The match falls just three days prior to the MLS opening weekend that features the Galaxy against the Rapids on Fox Soccer Channel as part of a historic televised doubleheader. A few days later is the Galaxy home opener against re-born rival San Jose, which is the first ESPN2 Thursday night telecast of the season April 3.
Setting aside the powerful TV ratings pull of Becks On Screen, one might think this is the time for the league leader in celebrities and glitter to put its competitive game face on, to push substance ahead of style, for Lalas to pull rank on mega-agent Simon Oliviera and tell the glamorous midfielder that for $27 million-plus per season, it needs him playing every possible competitive match as fresh and fit as possible.
If that rankles Signore Capello and irks the Great Becks himself, too bad. Right?
Teams, especially English teams, do this to players, particularly American players, all the time. Fixture dates are to be ignored if at all possible. So why can't the Galaxy pull the same ploy, in reverse?
Ah, if only it were that simple.
Putting its foot down on Beckham would imply the Galaxy shouldn't release Landon Donovan for a U.S. match against Poland on the same day for the same reasons. That game, too, will require travel to Europe. Donovan took himself out of the Copa America lineup last summer; why not cite obligations to his club at a critical time of the season, the need to bond with teammates, etc., this time as well?
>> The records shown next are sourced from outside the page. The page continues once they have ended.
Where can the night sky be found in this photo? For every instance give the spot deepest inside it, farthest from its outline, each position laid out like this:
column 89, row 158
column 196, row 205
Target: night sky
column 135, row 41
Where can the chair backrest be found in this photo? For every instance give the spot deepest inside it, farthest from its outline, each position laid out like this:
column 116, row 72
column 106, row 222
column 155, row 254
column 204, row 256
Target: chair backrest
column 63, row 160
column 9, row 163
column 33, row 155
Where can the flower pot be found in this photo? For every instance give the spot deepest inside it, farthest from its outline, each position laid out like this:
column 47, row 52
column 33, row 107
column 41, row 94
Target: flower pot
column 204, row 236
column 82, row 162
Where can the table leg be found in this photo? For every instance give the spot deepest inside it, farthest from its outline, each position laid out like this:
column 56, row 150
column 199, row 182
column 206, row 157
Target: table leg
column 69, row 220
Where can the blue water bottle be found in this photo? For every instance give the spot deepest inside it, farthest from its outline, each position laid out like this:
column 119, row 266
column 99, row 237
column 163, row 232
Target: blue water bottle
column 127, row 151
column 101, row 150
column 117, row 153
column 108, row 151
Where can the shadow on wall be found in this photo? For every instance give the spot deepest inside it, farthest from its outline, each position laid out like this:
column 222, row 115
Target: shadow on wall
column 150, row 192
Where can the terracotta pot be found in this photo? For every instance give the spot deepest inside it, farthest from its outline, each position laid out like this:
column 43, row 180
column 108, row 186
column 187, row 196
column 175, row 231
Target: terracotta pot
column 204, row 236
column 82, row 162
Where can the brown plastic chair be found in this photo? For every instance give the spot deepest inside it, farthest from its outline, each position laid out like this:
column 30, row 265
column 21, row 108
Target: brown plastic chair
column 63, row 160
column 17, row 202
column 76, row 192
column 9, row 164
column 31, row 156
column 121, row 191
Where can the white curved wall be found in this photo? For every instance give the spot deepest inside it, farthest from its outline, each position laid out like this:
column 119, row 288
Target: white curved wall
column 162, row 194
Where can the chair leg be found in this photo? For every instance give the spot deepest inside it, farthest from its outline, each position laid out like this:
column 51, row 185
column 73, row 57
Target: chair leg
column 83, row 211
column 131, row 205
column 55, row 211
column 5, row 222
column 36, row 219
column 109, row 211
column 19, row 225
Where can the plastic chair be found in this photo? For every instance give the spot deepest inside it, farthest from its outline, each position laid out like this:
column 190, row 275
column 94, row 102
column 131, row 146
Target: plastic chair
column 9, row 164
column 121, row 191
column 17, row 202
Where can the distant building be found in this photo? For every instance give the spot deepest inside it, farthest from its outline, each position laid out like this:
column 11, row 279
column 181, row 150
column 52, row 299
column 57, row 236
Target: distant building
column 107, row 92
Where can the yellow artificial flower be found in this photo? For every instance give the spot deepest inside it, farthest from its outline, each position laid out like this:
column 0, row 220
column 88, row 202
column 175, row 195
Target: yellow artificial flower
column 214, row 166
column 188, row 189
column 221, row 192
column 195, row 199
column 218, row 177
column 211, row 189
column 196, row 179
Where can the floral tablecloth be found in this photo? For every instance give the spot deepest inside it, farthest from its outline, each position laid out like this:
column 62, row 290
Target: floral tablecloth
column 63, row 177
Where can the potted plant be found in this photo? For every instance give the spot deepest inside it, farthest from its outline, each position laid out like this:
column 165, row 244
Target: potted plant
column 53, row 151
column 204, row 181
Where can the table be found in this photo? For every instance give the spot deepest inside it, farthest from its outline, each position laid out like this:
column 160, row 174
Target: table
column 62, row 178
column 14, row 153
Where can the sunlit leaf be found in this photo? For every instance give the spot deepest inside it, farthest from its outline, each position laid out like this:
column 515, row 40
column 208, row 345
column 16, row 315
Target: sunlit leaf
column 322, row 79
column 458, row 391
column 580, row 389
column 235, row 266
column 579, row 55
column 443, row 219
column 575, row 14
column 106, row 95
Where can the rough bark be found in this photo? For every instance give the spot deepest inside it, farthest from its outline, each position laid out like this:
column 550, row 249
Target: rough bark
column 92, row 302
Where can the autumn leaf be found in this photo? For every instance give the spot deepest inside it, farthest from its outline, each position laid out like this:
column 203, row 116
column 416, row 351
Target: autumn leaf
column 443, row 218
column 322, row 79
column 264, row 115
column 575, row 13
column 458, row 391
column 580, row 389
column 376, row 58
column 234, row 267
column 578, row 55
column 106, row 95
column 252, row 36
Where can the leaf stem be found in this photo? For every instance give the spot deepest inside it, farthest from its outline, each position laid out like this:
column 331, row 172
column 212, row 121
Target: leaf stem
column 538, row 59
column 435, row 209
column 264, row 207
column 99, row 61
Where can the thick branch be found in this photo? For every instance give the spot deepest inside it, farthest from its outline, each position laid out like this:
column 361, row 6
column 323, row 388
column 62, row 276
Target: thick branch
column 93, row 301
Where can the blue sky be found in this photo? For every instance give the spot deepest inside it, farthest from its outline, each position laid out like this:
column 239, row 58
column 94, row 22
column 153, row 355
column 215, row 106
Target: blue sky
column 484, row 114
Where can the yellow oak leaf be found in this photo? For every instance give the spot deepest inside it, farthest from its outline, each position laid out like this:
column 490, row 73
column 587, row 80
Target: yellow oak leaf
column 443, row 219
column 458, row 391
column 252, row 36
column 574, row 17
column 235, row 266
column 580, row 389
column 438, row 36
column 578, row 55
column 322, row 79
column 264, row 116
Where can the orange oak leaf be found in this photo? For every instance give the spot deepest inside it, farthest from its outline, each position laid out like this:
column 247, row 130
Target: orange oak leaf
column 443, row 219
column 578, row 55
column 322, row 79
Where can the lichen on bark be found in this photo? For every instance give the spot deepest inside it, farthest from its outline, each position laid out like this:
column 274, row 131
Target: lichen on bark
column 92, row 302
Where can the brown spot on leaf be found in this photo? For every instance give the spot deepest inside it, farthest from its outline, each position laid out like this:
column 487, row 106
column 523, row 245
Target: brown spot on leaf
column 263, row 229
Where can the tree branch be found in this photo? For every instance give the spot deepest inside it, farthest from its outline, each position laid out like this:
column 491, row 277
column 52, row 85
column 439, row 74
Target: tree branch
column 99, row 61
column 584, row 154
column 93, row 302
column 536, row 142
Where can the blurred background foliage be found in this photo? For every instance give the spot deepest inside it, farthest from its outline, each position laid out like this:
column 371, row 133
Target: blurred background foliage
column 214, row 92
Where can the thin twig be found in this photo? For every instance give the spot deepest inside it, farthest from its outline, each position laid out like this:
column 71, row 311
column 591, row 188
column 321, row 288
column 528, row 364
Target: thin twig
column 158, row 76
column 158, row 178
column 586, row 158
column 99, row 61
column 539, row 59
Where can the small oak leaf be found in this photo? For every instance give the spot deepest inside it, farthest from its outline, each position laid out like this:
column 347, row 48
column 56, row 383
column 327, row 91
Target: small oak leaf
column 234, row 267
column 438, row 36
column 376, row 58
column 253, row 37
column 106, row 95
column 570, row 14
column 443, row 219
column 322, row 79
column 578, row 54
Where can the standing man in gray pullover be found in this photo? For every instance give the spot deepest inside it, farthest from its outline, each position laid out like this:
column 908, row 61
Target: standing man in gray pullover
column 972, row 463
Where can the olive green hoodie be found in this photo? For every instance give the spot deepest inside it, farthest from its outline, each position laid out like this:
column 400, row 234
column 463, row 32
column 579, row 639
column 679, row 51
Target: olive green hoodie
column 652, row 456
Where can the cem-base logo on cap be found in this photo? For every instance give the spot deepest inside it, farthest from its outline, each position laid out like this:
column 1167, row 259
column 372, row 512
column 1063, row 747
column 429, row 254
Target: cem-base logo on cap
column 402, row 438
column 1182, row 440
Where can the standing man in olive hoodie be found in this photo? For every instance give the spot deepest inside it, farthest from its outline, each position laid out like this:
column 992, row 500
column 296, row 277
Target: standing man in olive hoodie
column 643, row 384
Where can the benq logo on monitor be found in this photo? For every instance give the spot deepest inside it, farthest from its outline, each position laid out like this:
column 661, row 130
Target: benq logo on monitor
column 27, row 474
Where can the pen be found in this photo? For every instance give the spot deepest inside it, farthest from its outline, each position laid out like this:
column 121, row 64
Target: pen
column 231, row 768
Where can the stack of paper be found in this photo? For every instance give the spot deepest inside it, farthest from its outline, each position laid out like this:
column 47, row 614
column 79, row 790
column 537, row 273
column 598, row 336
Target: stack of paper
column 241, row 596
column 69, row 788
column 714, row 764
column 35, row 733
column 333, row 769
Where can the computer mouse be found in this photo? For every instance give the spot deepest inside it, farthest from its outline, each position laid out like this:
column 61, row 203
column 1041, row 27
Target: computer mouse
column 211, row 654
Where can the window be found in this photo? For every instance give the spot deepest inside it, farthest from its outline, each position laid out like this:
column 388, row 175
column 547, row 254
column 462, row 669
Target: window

U.S. coach Bob Bradley could certainly field a competitive team without Donovan. (Perhaps he can cite the patella tendonitis for which Donovan has been receiving treatment.) But that could trigger yet another firestorm unless Donovan clearly isn't fit: Every MLS coach clamoring to keep his players.
Bradley would then have to either pick his team irrespective of the effects on league teams, or leave all of the domestics at home and go Euro. I hope he does the latter, and not because of any MLS-centric philosophy.
The international date falls just days after the conclusion of Olympic qualifying, for which Coach Peter Nowak will field only a handful of his overseas players. A deal has been brokered with West Ham United, for example, by which Jonathan Spector didn't to join the U.S. national team to face Mexico last month but will be released for the Olympic qualifying knockout matches that precede the March 26 fixture date.
With several Olympic prospects as well as a solid fleet of senior internationals playing overseas, leaving the domestics at home and using an all-Euro squad against Poland is certainly feasible.
As the per the general theme of MLS teams trying to block the selection of their players, seldom does the lobbying erupt into the public sector, aside from the splutterings of Revs coach Steve Nicol being stripped of five or six players in the days he had Clint Dempsey and Pat Noonan as well as Taylor Twellman, et al., or the consternation of Rapids coach Fernando Clavijo losing his central duo of Pablo Mastroeni and Kyle Beckerman (prior to Beckerman's move to Real Salt Lake last year). But there's always some give and take behind the scenes.
Playing against Poland, or France for that matter, on March 26 wouldn't rule out a player answering the bell on opening weekend, assuming he came through the match unscathed.
Players in all sports must endure the rigors of fatigue and jet lag, yet the demands loaded on continentally hopping soccer players are certainly unique, as many American players - and Beckham - have proved by wobbling through matches upon returning from international duty.
Let's hope Beckham gets the call, earns his 100th cap and comes out of the game unscathed, pleased to get it done and over with and re-focused on club glory, at least until the May 28 match against the USA at Wembley, when the process can start anew.